Miller wasn't surprised by what happened, though, given her experience.
"These things have been bubbling under the surface," she said. "And when we talk about racial healing and racial understanding, as a black woman who grew up in the South, I am not surprised by what I saw. Not at all surprised by it."
All schools selected were awarded $30,000 to get their racial healing centers started. Other colleges and universities chosen include Spelman, Duke and Rutgers.
Miller said Hamline was told this week the school was picked for the project.
"It's coincidence that it comes out at the same time this other event is going on. But it gives us another way of coming into this problem," she said. "It gives us another way of engaging people. It gives us another way of showing them what we're talking about and not just talking about it."

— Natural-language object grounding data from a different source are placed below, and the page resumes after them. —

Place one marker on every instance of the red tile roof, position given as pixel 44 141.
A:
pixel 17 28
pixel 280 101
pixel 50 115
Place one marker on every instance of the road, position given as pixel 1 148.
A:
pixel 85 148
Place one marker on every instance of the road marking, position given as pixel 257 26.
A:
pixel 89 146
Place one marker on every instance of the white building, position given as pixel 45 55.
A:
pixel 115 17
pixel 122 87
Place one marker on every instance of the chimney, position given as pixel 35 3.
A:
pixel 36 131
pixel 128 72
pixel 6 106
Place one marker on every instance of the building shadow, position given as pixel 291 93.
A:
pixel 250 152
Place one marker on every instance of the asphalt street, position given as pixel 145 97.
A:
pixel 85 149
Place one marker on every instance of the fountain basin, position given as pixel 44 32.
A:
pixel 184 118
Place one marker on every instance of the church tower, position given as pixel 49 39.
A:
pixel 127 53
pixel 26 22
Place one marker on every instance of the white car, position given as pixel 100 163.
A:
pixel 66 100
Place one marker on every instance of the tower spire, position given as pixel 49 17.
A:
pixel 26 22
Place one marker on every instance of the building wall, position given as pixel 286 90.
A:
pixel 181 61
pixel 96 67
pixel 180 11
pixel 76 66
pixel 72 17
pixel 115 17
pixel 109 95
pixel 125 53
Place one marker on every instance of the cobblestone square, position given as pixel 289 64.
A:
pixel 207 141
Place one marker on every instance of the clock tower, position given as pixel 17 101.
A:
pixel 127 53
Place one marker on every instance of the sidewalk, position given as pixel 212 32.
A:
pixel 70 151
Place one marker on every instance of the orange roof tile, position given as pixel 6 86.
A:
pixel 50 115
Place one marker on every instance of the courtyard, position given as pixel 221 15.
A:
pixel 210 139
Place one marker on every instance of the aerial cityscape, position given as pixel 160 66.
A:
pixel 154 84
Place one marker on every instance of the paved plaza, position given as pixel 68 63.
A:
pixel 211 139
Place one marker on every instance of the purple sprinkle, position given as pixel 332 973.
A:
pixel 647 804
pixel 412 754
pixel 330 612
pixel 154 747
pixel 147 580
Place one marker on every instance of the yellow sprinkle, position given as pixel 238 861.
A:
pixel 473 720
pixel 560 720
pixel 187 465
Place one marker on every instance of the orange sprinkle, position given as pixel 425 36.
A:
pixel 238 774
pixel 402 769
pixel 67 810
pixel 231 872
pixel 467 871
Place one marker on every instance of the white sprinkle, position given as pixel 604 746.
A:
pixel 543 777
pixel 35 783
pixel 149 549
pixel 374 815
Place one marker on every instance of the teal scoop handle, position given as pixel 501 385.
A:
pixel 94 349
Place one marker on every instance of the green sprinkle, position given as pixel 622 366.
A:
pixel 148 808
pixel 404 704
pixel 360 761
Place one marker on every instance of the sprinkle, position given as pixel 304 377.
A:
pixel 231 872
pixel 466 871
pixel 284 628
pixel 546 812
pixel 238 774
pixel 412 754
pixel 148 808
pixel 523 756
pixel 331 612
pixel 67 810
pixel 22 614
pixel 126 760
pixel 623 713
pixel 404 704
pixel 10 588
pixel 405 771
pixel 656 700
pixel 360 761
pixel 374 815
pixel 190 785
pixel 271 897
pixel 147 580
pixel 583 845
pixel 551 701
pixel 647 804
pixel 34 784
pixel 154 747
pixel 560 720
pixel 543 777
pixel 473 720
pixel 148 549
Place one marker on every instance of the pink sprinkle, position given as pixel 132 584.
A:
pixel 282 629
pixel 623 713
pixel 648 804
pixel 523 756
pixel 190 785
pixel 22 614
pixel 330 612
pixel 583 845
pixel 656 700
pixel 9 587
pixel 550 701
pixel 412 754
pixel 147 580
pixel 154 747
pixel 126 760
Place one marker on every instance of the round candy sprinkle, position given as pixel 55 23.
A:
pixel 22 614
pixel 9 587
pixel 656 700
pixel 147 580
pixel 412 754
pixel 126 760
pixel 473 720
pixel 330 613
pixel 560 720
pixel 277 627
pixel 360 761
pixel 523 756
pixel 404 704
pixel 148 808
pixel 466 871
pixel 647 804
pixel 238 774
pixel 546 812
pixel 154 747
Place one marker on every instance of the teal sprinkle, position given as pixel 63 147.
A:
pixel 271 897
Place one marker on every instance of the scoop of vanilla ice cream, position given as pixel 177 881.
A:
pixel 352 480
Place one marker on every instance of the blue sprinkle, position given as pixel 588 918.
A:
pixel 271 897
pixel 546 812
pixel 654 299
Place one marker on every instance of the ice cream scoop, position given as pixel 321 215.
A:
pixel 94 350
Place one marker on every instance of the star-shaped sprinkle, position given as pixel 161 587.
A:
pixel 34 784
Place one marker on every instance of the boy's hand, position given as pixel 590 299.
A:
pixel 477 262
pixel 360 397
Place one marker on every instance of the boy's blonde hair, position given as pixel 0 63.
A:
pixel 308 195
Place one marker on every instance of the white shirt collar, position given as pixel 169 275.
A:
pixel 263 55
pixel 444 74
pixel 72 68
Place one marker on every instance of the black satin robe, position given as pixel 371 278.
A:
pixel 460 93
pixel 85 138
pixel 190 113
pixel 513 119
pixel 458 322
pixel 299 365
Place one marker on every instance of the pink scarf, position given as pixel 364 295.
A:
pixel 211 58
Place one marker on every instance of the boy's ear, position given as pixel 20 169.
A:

How the center will work isn't completely clear yet. Miller said officials are still in the planning process, and the center will partner with organizations beyond the campus in the greater Twin Cities and the state.
A working group from Hamline will meet with the other schools in the project next month, and will begin to develop a guide for how the centers across the country will work.
"If we don't have those conversations, if we don't come to some sort of understanding, I fear that we could return to some pretty dark days," Miller said. "We don't want just the conversation. We want something that comes out of this that's meaningful, that's tangible."
Funding for the first-of-their-kind centers comes from the Newman's Own Foundation and the W.K. Kellogg Foundation. A complete list of schools is on the AAC&U's website.